An aspect provides technology that may maximize the stimulation efficiency and the stability by stimulating a desired region, for example, brain cells of the desired region, with minimal energy.

Another aspect also provides technology that may localize a stimulation region, increase the stimulation energy efficiency, and increase the stability by minimizing energy to be delivered to an inevitably exposed region.

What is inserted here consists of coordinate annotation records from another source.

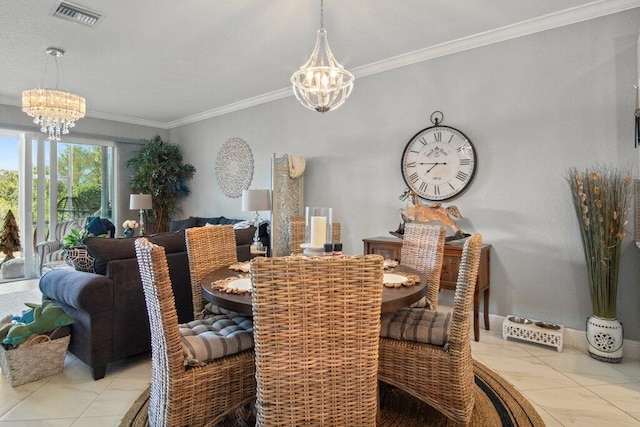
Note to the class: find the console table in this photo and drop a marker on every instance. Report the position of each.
(391, 247)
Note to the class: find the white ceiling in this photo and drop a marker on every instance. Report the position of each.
(168, 62)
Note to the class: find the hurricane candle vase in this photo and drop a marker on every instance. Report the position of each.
(318, 230)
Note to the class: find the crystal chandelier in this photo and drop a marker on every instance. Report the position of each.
(56, 111)
(322, 84)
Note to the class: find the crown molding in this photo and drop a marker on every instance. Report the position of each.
(125, 119)
(543, 23)
(562, 18)
(5, 100)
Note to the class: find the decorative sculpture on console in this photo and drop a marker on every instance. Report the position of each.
(426, 213)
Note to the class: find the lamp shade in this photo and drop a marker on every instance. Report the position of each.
(256, 200)
(140, 201)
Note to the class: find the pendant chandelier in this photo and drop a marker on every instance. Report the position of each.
(322, 84)
(56, 111)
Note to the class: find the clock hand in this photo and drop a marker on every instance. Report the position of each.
(434, 165)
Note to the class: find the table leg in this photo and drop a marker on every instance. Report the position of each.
(486, 309)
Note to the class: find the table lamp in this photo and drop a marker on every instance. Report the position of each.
(254, 201)
(141, 202)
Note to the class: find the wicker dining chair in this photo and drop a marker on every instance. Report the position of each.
(208, 248)
(316, 332)
(195, 395)
(428, 353)
(423, 250)
(298, 236)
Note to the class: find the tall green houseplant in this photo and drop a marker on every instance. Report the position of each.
(601, 196)
(159, 170)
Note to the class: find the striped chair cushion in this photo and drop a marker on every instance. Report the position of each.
(215, 337)
(422, 303)
(416, 324)
(212, 310)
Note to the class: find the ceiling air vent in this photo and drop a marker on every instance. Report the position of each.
(77, 14)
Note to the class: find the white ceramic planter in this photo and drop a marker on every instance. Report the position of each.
(605, 338)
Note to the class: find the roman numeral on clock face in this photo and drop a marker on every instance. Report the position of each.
(462, 176)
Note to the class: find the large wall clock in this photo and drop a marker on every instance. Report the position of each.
(438, 162)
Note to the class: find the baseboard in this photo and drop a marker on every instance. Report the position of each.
(572, 337)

According to an aspect, there is provided a stimulating apparatus including a first ultrasonic wave generator configured to output a first ultrasonic beam to a predetermined part of an object, a second ultrasonic wave generator configured to output a second ultrasonic beam to the predetermined part of the object, and a controller configured to control the first ultrasonic wave generator and the second ultrasonic wave generator such that central axes of the first ultrasonic wave generator and the second ultrasonic wave generator may be disposed on the same plane, and a crossing angle between the first ultrasonic beam and the second ultrasonic beam may be a predetermined angle.

The controller may be configured to control an arrangement position of at least one of the first ultrasonic wave generator and the second ultrasonic wave generator such that focus points of the first ultrasonic wave generator and the second ultrasonic wave generator may match.

The controller may be configured to control an output intensity of at least one of the first ultrasonic wave generator and the second ultrasonic wave generator such that intensities of the first ultrasonic beam and the second ultrasonic beam may be equalized at the focus points.

The stimulating apparatus may further include a power device configured to adjust an arrangement position of at least one of the first ultrasonic wave generator and the second ultrasonic wave generator.

The stimulating apparatus may further include a variable resistor configured to adjust a voltage to be applied to at least one of the first ultrasonic wave generator and the second ultrasonic wave generator.

The stimulating apparatus may further include a radio frequency (RF) amplifier configured to adjust a gain of the voltage to be applied to at least one of the first ultrasonic wave generator and the second ultrasonic wave generator.

The power device may be implemented as a three-dimensional (3D) axis motor.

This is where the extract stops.